Upload CSV files with prompts and expected answers
Run targeted or full evaluations
Review pass or fail status, and quality metrics
Download evaluation reports

Before you begin

Add the tools, collaborators, and knowledge your agent needs. Evaluations use your agent's current configuration, so preparing these inputs ensures realistic testing.

Important:

Agent evaluation is not available in isolated tenants in IBM Cloud.
When full redaction is enabled, draft evaluation is disabled. The test experience depends on trace data, and without accessible trace details, evaluations cannot run reliably. For more information on trace details, see Monitoring agents.
AI-generated responses from your agent can vary. Validate the responses before processing.

Accessing the test option

To access the test option:

Go to the agent configuration page.
Click Test agent > Legacy experience .

The Manage test cases and evaluations page opens.

Preparing test cases

Create a CSV file (maximum size: 5 MB) that contains test cases for your agent.

To prepare test cases:

Click Upload tests > Download .CSV template to download a sample file.
For each test case, add:
- One Prompt that represents a realistic user utterance
- One Answer that defines the expected agent response

Example CSV format:

Prompt,Answer
"What is the capital of France?","Paris"
"List three healthcare providers.","Provider A, Provider B, Provider C"

Uploading test cases

To upload test cases:

Click Upload tests on the test management page.
Click or drag your CSV file into the upload box.
Click Upload to confirm.

The system validates the file format and checks that it meets the 5 MB size limit. If you uploaded files earlier, the system keeps them available but automatically deselects them. Only the newly uploaded test cases remain selected for evaluation.

Note:

Upload one file at a time to keep each evaluation focused and traceable.

Managing test cases

After you upload your CSV file, you can view and manage the test cases in the Test cases table.

Available actions:


Action	Description
Run	Run only the selected test cases
Delete	Remove the selected test cases
Cancel	Deselect all selected prompts
Run all	Select and run all available test cases

Table features:

Search: Quickly locate specific test cases (available only when no test cases are selected)
Sort: Click column headers to sort by Prompt, Date created, or Last run
Pagination: View up to 5 prompts per page

Running evaluations

After you upload and select your test cases, click Run to start the evaluation.

Note:

While an evaluation is in progress, the Test cases table remains temporarily disabled. The system re-enables it after the evaluation finishes.
Your evaluation may take up to 10 minutes, depending on the number of test cases and overall system load.

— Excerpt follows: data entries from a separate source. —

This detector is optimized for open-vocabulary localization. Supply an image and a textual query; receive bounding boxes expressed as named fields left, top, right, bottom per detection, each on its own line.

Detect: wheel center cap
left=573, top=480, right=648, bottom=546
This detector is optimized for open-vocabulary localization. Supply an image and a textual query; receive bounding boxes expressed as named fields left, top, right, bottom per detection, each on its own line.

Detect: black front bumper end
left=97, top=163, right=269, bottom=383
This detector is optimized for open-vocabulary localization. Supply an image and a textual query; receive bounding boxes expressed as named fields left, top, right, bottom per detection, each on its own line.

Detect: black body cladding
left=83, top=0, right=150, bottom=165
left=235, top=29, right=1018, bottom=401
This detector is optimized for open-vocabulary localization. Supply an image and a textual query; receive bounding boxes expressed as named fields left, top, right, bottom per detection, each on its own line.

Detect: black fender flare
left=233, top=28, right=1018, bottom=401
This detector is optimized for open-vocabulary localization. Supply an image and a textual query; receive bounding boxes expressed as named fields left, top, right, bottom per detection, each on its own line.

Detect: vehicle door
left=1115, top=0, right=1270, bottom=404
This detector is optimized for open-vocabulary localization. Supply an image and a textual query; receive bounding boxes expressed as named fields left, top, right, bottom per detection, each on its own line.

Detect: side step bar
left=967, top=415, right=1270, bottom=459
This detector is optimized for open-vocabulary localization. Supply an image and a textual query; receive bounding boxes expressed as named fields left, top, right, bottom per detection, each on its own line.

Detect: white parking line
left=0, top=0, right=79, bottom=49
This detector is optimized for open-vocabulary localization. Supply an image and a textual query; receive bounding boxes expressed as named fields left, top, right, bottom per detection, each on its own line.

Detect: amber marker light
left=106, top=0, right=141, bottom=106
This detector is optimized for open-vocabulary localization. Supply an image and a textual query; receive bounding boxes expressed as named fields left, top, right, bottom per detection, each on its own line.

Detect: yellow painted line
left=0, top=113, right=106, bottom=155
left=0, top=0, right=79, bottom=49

Reviewing evaluation results

Each evaluation appears as a row in the Evaluations table.


Property	Description
Date evaluated	When you initiated the evaluation
Evaluation status	In progress, Completed, or Error
Number of tests	How many prompts you included in the evaluation
Run by	User who started the evaluation
Download	Export your evaluation report in CSV format

Analyzing evaluation metrics

To analyze evaluation metrics, select an evaluation by clicking the timestamp under Date evaluated. This opens a detailed dashboard that shows individual test results grouped into categories:


Category	Description
Pass	The agent successfully processed the prompt and returned an output
Fail	The prompt encountered an error during execution
Prompts that need attention	Prompts flagged under Answer quality, Tool call, or Message completion indicate areas where the agent's configuration may need refinement

Answer quality

Answer quality metrics evaluate how closely the agent's responses match user expectations:

Faithfulness: Measures how accurately the output reflects and stays grounded in the provided context or source information (default threshold: 0.70)
Relevance: Assesses how relevant the answer is to the user's question (default threshold: 0.70)
Correctness: Measures how closely the generated output matches the reference answer based on the ground truth in your CSV file (default threshold: 0.70)

Tool quality

Tool quality metrics evaluate both the tools available to the agent and the specific tool calls it executes:

Accuracy: Validates the syntax of tool calls, including parameter structure and correctness
Relevance: Assesses whether the selected tool addresses the user's request based on conversation context (default threshold: 0.80)

Message completion

Message completion evaluates how reliably the agent completes messages at run time:

Success: Number of messages that complete successfully without exceptions
Failed: Number of messages that fail during execution and return an error

What to do next

After you review evaluation results and identify improvement areas, refine tools, update knowledge, and adjust configurations. Regular analysis helps you build an agent that becomes more accurate, reliable, and aligned with your business goals over time.

Consider migrating to the new evaluation experience for improved test case creation and management.